The outbreak has claimed 1 life and hospitalized 107. Previous updates reported that the death occurred in California. Ill people range in age from less than a year to 101, with a median age of 43. Fifty-three percent of patients are female.
The outbreak has been ongoing for more than a year, as illness-onset dates range from Nov 20, 2017, to Jan 29, 2019.
"Epidemiologic and laboratory evidence indicates that raw turkey products from a variety of sources are contaminated with Salmonella Reading and are making people sick," the CDC said. "In interviews, ill people report eating different types and brands of turkey products purchased from many different locations. Four ill people lived in households where raw turkey pet food was fed to pets."
The agency added, "The outbreak strain has been identified in samples taken from raw turkey pet food, raw turkey products, and live turkeys."
Recalls have involved Woody’s Pet Food Deli in Minnesota; Jennie-O Turkey Store Sales, LLC, in Faribault, Minnesota; Jennie-O Turkey Store Sales, LLC, in Barron, Wisconsin; and Raws for Paws of Minneapolis.
The CDC also noted that Canadian officials have reported a related outbreak involving 72 illnesses in eight provinces or territories.
Feb 14 OIE report
Indonesia reports its first polio case in years as Pakistan notes WPV1
Indonesian officials have confirmed the first case of vaccine-derived polio in more than 13 years as Pakistan notched its second case of wild poliovirus type 1 (WPV1) infection of 2019, according to a weekly update today by the Global Polio Eradication Initiative (GPEI).
The Indonesian case involves circulating vaccine-derived poliovirus type 1 (cVDPV1) in a patient in Papua province.
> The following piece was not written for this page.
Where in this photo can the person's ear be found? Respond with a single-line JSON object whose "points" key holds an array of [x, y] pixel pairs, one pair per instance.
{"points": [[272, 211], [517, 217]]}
The patient experienced onset of paralysis on Nov 27, 2018. The same cVDPV1 strain was also detected in a healthy contact.
"This outbreak is not linked to the cVDPV1 currently affecting neighbouring Papua New Guinea," the GPEI said. Indonesia recorded its last cVDPV1 case in 2005, the same year it battled an outbreak of at least 251 WPV1 cases.
Pakistan's WPV1 infection occurred in Bannu district, Khyber Pakhtunkhwa province, with onset of paralysis on Jan 15. The country also reported four environmental WPV1 detections in several provinces. In addition to Pakistan's two WPV1 cases, Afghanistan has also confirmed a case this year.
Feb 15 GPEI update
Nigeria's Lassa fever outbreak grows to 324 confirmed cases
Nigeria's outbreak of Lassa fever has grown to 324 confirmed cases, up from 275 cases less than 2 weeks ago, the WHO said yesterday in an update.
Nigerian officials have also noted 3 probable cases. Deaths have climbed from 72, up from 57, and account for 22% of all cases.
Last week officials confirmed 37 new cases of the viral hemorrhagic fever disease, including 10 fatal illnesses, in nine states. Hardest-hit states are Edo (108 total cases) and Ondo (103). Twelve healthcare workers in seven states have contracted the virus, up from nine reported on Feb 3.
Officials are monitoring 2,658 contacts of cases. Of the original 3,746 contacts monitored, 1,045 completed their 21 days of monitoring and 39 tested positive for Lassa fever. The Nigeria Centre for Disease Control declared the outbreak an emergency on Jan 22.